I feel that when the soul leaves the body, a piece of it enters those who were close. I feel the piece of my mom that went into me is her dignity, her shit cutting attitude, her grace, her pragmatism, and her love for fashion. Not all of these traits lived in the conscious world of my mother’s personality but all these traits lived in her being nevertheless. I feel these traits mix with my own and make me new. I have worn more make-up since her passing, feeling her love for make-up and being lady-like in that New York city way. I feel her quiet grace and earthy poise become a part of my former stormy celestial sparky self. I feel her shit cutting wisdom permeate my ethereal attitude. This makes me feel close to her too as I transform.
As we approach the year marker of her death, I feel a sense of joy. I feel joy that she is free of her body and her life here. I have connected with her on the other side. She is actively becoming a spirit guide and very happy with her life choosing to not reincarnate but to be a soul guide for the incarnated. Not every soul gets this choice. You have to die with enough peace in your heart to see the choice in the first place. How we live in this body continues after we leave it, with the same continuity of emerging into unknown possibilities and choices whether we are human, in another kind of body, or not in a body. But I will save the esoteric for another blog. I feel joyful for my mother’s happiness.
At the same time, I feel sorrow for my father being left without her. This is the dark side of love. Somebody will grieve the other when you get into these long partnerships. The lesson returns of not controlling. I cannot control his grief. I cannot control his life. I have learned so much about how we want control others when they are hurting because it hurts so much to feel their pain. Through my mom’s cancer battle, her death, and my father’s journey now, I see how much I want to take away the pain of those I love with my solutions, my way of seeing things, my way of healing. The lesson is to let it go. Allow others to experience life as they need to and only show up to help as asked. Pain is not bad and pain should not be avoided. Surrender.

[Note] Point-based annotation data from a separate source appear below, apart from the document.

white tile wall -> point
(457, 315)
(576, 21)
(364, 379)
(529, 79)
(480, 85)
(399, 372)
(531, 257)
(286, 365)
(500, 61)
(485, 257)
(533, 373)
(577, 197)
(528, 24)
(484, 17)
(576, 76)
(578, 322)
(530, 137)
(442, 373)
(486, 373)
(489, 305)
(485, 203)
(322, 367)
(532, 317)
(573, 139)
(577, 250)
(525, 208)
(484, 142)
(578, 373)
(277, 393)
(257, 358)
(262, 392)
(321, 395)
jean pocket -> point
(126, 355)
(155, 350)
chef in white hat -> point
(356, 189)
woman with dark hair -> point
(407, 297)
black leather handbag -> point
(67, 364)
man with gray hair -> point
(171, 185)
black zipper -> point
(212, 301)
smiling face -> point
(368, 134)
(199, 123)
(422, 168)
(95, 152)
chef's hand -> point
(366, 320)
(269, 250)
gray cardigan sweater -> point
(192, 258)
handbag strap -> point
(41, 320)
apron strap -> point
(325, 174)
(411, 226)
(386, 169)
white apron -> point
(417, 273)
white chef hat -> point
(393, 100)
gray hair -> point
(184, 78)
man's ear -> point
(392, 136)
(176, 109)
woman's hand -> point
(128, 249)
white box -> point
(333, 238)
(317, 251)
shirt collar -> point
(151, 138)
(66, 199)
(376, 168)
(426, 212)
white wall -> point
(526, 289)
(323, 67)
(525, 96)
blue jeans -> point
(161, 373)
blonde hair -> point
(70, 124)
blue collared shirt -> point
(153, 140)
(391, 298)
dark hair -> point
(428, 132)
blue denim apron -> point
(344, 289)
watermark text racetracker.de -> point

Surrender means making peace with what is. Making peace with what is means making space for what is. Making space for what is means not saying or believing things like, “this should not have happened” or “this is wrong and unfair.” To make space means to allow all of it. ALL. I have discovered how to allow life to be grief, pain, hurt, and loss just as much as growth, pleasure, gain, and expansion. It means letting all of life express itself, the good, the bad, the ugly as they say. It means letting go of controlling the cycles. Paradoxically, you must put effort forth to self-care, heal and grow to allow yourself to let go of controlling the natural vicissitudes of life.
I always recommend the book, “Dark Nights of the Soul,” by Thomas Moore. He inspires me to find the richness in the dark night, whatever it may be. What bothers me is the collective ignorance of “turning the frown upside down” or bypassing the stages of grief (denial, bartering, anger, depression, acceptance) with sayings such as, ” don’t be sad, she’s with you in spirit.” These sayings are so the sayer can control your pain so they don’t feel afraid of it. It is vital to go through the grief journey with all the frowns, tears, stages, and for as long as you need. The difference between getting stuck and moving through the stages is that the former comes from resisting the stages of grief and the latter happens when you surrender to the stages and allow them to pass through you.